ANNA KARENINA – QUINTA PARTE – CAPÍTULOS 17 Y 18
ANNA KARENINA – LEV TOLSTOY
QUINTA PARTE – Capítulo 17
La fonda de la capital de provincia en que estaba Nicolás Levin era una de esas fondas provincianas que se construyen según adelantos modernos, con las mejores intenciones de limpieza, confort y hasta elegancia pero que, debido al público que las frecuenta, se convierten en sucias tabernas con pretensiones de modernidad, resultando por ello aún peores que las antiguas fondas en las que nada se hacía para disimular el desaseo.

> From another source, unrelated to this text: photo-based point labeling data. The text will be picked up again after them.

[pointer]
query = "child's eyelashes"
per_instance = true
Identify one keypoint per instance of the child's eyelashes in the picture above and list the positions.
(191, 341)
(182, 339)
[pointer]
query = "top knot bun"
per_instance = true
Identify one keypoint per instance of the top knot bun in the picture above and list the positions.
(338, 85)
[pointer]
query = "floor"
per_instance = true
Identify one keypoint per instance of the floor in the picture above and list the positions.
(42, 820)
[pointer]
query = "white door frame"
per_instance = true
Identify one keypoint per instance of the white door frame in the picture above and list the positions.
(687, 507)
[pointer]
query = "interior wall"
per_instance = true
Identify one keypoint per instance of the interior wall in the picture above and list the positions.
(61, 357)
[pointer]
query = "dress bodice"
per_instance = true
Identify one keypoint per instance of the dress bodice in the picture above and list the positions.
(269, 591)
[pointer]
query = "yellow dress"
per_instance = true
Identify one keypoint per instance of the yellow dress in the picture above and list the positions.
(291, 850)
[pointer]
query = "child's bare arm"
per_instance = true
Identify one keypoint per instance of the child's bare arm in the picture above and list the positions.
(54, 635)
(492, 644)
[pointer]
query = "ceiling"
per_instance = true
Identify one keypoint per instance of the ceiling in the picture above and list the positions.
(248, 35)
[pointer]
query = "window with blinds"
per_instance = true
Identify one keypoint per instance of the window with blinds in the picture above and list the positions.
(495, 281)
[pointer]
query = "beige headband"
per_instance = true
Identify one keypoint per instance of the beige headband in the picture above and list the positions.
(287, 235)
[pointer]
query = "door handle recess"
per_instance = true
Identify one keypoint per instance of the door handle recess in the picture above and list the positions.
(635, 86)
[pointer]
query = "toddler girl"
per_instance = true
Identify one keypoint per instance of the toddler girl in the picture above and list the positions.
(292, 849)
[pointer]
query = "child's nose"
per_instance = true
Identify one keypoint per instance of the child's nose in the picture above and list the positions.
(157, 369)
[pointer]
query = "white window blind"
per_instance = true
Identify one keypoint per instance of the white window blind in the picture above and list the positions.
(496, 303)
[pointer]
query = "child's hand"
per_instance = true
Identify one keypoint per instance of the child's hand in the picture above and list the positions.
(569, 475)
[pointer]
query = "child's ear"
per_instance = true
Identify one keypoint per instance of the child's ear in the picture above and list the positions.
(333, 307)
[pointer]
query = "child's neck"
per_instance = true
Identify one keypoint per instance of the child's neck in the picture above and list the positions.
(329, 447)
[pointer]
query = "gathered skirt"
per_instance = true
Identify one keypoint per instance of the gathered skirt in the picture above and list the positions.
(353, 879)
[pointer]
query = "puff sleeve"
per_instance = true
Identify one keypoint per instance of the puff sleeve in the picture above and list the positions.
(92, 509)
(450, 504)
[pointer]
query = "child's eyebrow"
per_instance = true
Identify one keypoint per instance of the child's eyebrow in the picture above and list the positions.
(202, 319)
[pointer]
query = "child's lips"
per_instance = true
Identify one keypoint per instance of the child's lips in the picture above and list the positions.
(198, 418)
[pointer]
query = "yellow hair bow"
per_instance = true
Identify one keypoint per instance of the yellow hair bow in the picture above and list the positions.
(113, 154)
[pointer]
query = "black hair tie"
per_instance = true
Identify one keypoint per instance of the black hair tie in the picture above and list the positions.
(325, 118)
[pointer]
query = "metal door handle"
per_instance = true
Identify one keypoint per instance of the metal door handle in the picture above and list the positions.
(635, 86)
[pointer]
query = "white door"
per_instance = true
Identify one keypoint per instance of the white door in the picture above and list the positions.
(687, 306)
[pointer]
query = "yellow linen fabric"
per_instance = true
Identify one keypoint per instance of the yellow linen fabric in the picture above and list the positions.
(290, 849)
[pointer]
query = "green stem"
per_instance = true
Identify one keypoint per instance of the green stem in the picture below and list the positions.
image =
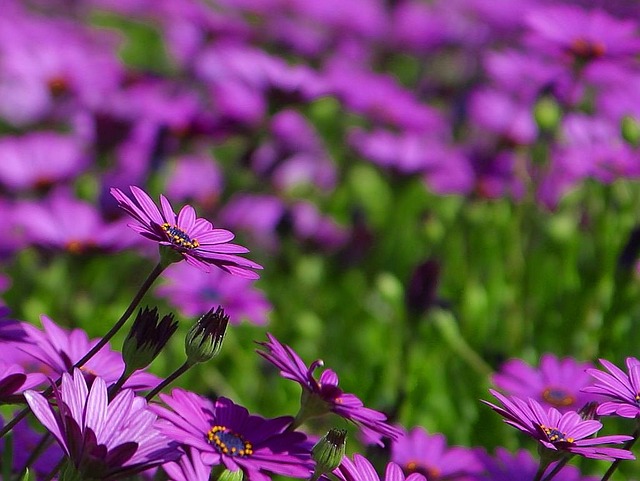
(123, 319)
(172, 377)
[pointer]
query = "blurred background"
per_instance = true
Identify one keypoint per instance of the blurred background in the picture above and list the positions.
(432, 187)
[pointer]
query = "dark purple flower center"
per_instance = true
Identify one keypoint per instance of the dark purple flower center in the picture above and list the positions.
(554, 435)
(179, 237)
(229, 443)
(558, 397)
(430, 472)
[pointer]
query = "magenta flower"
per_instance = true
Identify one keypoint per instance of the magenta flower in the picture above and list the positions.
(360, 469)
(504, 466)
(556, 382)
(194, 292)
(199, 243)
(420, 452)
(104, 440)
(623, 388)
(224, 433)
(56, 350)
(372, 423)
(564, 433)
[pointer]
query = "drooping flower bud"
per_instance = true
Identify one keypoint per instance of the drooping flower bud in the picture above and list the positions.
(329, 451)
(147, 338)
(204, 339)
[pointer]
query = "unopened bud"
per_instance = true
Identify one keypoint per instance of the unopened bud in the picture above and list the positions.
(329, 451)
(547, 113)
(147, 338)
(204, 340)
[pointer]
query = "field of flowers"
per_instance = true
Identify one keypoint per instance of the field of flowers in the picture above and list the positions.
(348, 240)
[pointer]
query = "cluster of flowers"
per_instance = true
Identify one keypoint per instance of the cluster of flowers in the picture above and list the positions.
(105, 430)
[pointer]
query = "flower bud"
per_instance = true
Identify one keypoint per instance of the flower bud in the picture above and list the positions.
(630, 129)
(147, 338)
(547, 113)
(204, 340)
(329, 451)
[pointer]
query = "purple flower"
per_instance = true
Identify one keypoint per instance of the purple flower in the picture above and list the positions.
(360, 469)
(199, 243)
(559, 432)
(56, 350)
(194, 292)
(223, 433)
(39, 159)
(372, 423)
(104, 440)
(505, 466)
(188, 468)
(14, 380)
(623, 388)
(557, 382)
(420, 452)
(63, 222)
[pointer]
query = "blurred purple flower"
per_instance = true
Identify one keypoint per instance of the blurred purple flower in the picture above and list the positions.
(63, 222)
(360, 469)
(417, 451)
(224, 433)
(194, 292)
(195, 239)
(557, 382)
(325, 389)
(103, 439)
(39, 159)
(563, 433)
(623, 388)
(56, 350)
(504, 466)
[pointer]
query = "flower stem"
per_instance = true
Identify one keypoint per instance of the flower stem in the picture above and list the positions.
(123, 319)
(172, 377)
(628, 445)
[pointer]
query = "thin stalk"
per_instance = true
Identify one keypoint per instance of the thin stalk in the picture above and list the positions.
(172, 377)
(123, 319)
(628, 445)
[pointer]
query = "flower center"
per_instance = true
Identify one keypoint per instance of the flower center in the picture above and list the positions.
(554, 435)
(558, 397)
(586, 49)
(179, 237)
(430, 472)
(229, 443)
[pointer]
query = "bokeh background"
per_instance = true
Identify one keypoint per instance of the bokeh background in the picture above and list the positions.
(432, 187)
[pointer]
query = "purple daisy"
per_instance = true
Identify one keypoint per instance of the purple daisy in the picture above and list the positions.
(505, 466)
(372, 423)
(199, 243)
(418, 451)
(224, 433)
(556, 382)
(103, 440)
(623, 388)
(360, 469)
(565, 433)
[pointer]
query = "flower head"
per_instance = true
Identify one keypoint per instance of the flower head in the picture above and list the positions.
(623, 388)
(372, 423)
(194, 239)
(360, 469)
(555, 383)
(420, 452)
(567, 432)
(103, 440)
(226, 434)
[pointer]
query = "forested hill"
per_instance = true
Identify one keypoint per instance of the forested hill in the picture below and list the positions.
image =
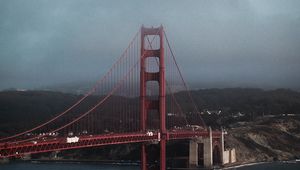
(22, 109)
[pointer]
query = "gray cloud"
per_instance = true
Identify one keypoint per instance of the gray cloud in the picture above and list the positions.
(248, 43)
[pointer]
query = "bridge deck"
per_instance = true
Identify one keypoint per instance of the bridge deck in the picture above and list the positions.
(15, 149)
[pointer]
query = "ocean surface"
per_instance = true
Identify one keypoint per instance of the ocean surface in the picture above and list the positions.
(91, 166)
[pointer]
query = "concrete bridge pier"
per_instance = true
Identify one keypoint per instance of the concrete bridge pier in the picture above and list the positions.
(212, 150)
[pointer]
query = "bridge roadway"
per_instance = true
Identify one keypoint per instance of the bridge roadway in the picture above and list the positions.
(19, 149)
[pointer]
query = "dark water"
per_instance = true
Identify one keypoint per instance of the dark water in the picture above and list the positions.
(88, 166)
(272, 166)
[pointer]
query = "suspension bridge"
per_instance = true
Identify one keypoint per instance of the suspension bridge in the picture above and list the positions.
(142, 99)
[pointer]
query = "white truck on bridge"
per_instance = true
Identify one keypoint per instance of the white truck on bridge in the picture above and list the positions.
(72, 139)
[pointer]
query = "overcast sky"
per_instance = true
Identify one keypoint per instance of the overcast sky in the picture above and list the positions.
(218, 43)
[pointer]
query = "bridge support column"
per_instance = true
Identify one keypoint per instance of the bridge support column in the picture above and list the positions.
(143, 157)
(193, 157)
(208, 151)
(222, 147)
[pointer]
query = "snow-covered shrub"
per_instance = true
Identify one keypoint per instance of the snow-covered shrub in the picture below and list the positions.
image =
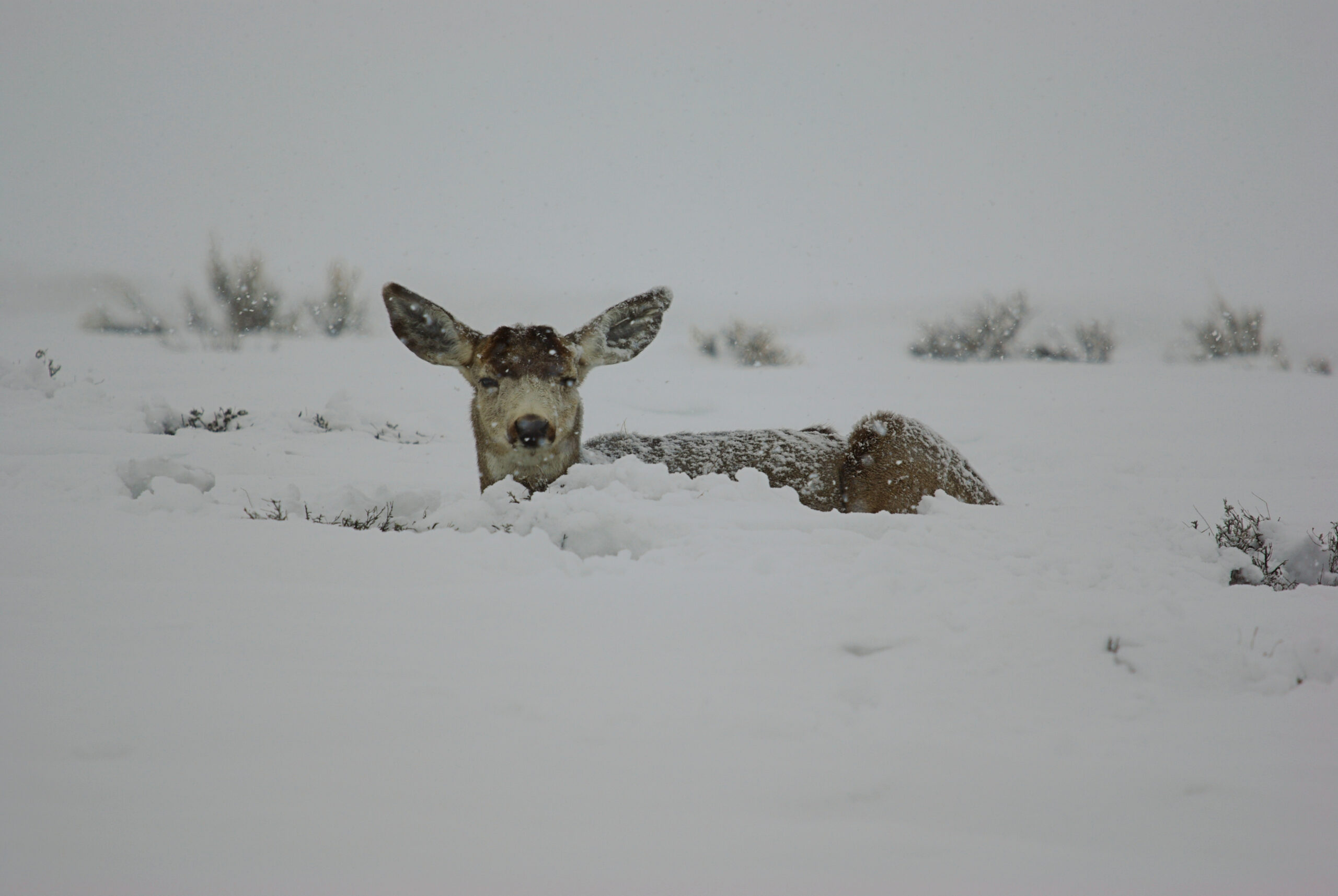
(245, 295)
(379, 516)
(985, 332)
(223, 420)
(1096, 340)
(1054, 347)
(1095, 343)
(1229, 334)
(142, 320)
(1278, 558)
(749, 346)
(39, 374)
(1329, 545)
(1243, 531)
(340, 311)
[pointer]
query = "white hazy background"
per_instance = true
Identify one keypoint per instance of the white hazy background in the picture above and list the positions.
(1112, 158)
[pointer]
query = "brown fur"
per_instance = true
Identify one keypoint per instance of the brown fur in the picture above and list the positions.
(526, 413)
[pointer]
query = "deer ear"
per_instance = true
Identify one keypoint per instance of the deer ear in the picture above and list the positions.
(624, 331)
(429, 331)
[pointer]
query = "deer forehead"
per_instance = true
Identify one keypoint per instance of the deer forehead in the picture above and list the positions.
(526, 352)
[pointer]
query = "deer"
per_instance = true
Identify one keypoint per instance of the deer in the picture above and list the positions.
(527, 416)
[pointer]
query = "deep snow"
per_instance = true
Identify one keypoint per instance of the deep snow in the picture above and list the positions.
(640, 682)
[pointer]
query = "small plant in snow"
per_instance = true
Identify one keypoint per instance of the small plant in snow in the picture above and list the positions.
(379, 516)
(245, 295)
(1328, 542)
(753, 347)
(340, 311)
(223, 420)
(1242, 530)
(142, 321)
(1234, 334)
(985, 334)
(391, 432)
(53, 368)
(275, 513)
(318, 420)
(1096, 340)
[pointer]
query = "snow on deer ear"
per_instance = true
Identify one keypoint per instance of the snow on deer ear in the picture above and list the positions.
(624, 331)
(429, 331)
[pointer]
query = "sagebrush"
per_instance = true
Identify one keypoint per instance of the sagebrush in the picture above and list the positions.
(223, 420)
(1227, 332)
(748, 346)
(985, 332)
(339, 311)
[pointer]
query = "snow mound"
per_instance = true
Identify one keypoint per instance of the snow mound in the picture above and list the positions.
(621, 507)
(142, 475)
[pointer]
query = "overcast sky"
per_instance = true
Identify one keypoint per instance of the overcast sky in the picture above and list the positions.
(783, 154)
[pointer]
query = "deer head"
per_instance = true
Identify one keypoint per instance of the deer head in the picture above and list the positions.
(526, 407)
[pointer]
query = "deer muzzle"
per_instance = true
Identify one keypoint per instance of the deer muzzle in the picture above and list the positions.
(532, 431)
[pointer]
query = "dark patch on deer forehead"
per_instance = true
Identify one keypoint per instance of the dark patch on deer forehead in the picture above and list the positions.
(526, 351)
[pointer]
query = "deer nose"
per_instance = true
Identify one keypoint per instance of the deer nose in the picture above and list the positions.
(532, 430)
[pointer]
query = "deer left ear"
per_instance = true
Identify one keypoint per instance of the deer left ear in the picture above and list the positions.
(624, 331)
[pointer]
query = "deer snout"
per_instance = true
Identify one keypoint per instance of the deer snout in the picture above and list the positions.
(532, 431)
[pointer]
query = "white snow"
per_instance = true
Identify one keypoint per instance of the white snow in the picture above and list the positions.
(640, 682)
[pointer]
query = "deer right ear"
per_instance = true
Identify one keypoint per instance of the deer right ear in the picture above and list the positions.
(429, 331)
(624, 331)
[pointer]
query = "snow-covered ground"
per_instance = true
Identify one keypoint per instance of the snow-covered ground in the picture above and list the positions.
(641, 684)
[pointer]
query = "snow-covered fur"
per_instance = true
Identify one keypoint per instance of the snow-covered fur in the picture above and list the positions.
(807, 461)
(892, 462)
(527, 413)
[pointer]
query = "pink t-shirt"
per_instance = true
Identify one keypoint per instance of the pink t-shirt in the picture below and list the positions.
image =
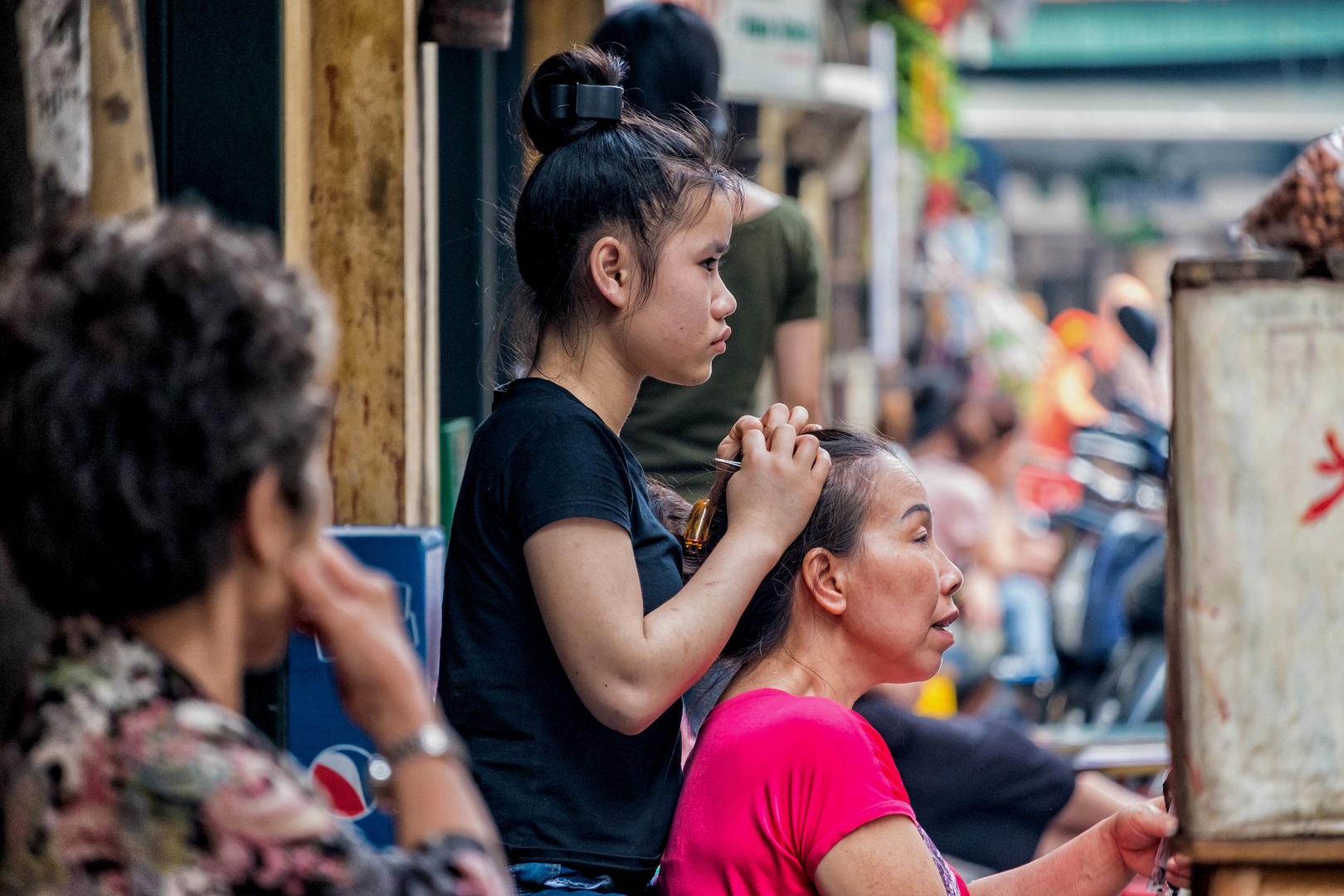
(773, 783)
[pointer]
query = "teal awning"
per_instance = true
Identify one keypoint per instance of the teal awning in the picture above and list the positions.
(1152, 32)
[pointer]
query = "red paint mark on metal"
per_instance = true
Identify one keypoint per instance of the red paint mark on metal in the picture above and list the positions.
(1331, 466)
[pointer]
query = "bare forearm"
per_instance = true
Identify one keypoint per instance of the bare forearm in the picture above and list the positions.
(437, 796)
(799, 353)
(1088, 865)
(686, 635)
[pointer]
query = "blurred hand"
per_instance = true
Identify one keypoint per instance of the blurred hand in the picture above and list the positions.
(355, 613)
(1136, 833)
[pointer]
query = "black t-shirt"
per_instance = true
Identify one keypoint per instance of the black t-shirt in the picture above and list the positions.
(981, 790)
(563, 786)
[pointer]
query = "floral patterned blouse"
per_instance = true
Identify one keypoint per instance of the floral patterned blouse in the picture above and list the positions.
(127, 781)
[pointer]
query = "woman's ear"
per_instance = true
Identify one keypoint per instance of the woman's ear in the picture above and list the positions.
(266, 524)
(609, 265)
(823, 575)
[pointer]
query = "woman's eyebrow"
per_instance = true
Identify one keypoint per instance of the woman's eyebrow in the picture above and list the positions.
(917, 508)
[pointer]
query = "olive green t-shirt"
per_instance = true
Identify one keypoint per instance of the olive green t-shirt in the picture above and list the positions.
(774, 271)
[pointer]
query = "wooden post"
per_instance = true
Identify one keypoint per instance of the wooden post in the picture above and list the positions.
(15, 169)
(1253, 583)
(119, 106)
(362, 184)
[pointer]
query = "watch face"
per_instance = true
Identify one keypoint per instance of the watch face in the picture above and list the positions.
(435, 740)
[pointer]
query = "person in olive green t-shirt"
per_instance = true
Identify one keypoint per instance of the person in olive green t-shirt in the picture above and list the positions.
(773, 268)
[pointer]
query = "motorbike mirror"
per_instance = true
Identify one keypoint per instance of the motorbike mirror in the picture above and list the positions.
(1140, 327)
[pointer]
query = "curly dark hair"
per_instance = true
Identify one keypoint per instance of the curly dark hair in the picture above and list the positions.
(149, 371)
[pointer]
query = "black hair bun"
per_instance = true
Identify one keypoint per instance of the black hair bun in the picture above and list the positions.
(577, 66)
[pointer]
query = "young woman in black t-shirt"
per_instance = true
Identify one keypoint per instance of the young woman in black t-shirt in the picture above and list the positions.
(569, 637)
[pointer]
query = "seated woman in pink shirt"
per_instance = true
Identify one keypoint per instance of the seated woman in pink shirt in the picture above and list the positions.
(788, 789)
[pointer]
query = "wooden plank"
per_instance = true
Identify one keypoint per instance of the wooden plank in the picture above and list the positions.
(15, 169)
(297, 130)
(1196, 273)
(1287, 850)
(1259, 611)
(429, 286)
(123, 169)
(485, 24)
(54, 41)
(363, 134)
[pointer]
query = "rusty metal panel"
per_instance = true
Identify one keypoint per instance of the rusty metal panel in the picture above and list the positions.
(1255, 599)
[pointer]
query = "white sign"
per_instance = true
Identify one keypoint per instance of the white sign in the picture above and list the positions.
(771, 49)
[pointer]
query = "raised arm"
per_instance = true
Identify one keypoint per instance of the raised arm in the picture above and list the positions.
(626, 666)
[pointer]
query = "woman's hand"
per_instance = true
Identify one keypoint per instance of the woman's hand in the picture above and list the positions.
(1136, 833)
(355, 614)
(732, 445)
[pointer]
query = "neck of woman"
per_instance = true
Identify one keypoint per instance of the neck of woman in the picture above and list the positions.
(203, 640)
(597, 373)
(815, 660)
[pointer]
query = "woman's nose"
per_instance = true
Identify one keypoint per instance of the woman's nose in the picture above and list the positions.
(723, 304)
(951, 578)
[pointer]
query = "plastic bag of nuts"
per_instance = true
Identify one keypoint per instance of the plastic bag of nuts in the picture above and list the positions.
(1305, 208)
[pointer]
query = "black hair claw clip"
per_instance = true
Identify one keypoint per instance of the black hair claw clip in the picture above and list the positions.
(587, 101)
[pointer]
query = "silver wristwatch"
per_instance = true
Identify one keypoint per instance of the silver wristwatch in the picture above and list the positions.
(431, 739)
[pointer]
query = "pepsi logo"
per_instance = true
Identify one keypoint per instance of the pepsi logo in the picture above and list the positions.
(340, 776)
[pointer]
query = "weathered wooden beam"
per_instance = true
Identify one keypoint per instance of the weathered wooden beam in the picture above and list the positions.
(15, 169)
(364, 241)
(123, 171)
(54, 41)
(485, 24)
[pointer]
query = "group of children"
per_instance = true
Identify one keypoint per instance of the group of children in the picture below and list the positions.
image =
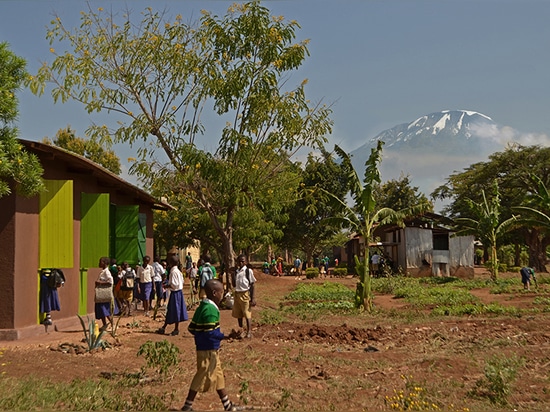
(205, 325)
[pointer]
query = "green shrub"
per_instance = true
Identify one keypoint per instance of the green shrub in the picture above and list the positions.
(340, 272)
(312, 273)
(161, 355)
(500, 373)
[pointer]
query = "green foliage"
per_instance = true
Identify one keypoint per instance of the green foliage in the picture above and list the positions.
(270, 317)
(340, 272)
(398, 194)
(513, 169)
(161, 356)
(486, 224)
(314, 292)
(92, 340)
(436, 295)
(158, 75)
(307, 229)
(413, 398)
(18, 168)
(500, 372)
(365, 215)
(312, 273)
(39, 394)
(311, 301)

Ésta había llegado ya a aquel estado. En la entrada, fumando un cigarrillo, estaba un soldado de sucio uniforme que debía de ser el portero; se veía, después, una escalera de hierro colado, sombría y desagradable, un camarero de expresión desvergonzada, vistiendo un raído frac, una sala con un ramo de flores de cera cubiertas de polvo sobre la vieja mesa. La suciedad, el descuido y el polvo que reinaban por todas partes con, al lado de ello, cierta presunción de modernidad que olía a estación de ferrocarril, produjeron en Levin, por contraste con su vida de recién casado, una penosa impresión, en especial porque la impresión de falsedad que causaba la fonda no estaba en relación con lo que les esperaba.
Resultó como siempre que, después de haberles preguntado de qué precio querían la habitación, no había ninguna buena: una de éstas la ocupaba un revisor del ferrocarril, otra un abogado de Moscú y la tercera la princesa Astafieva, que se había detenido allí de regreso de sus propiedades.
Sólo había disponible una sucia alcoba, a cuyo lado les prometieron otra libre para la noche.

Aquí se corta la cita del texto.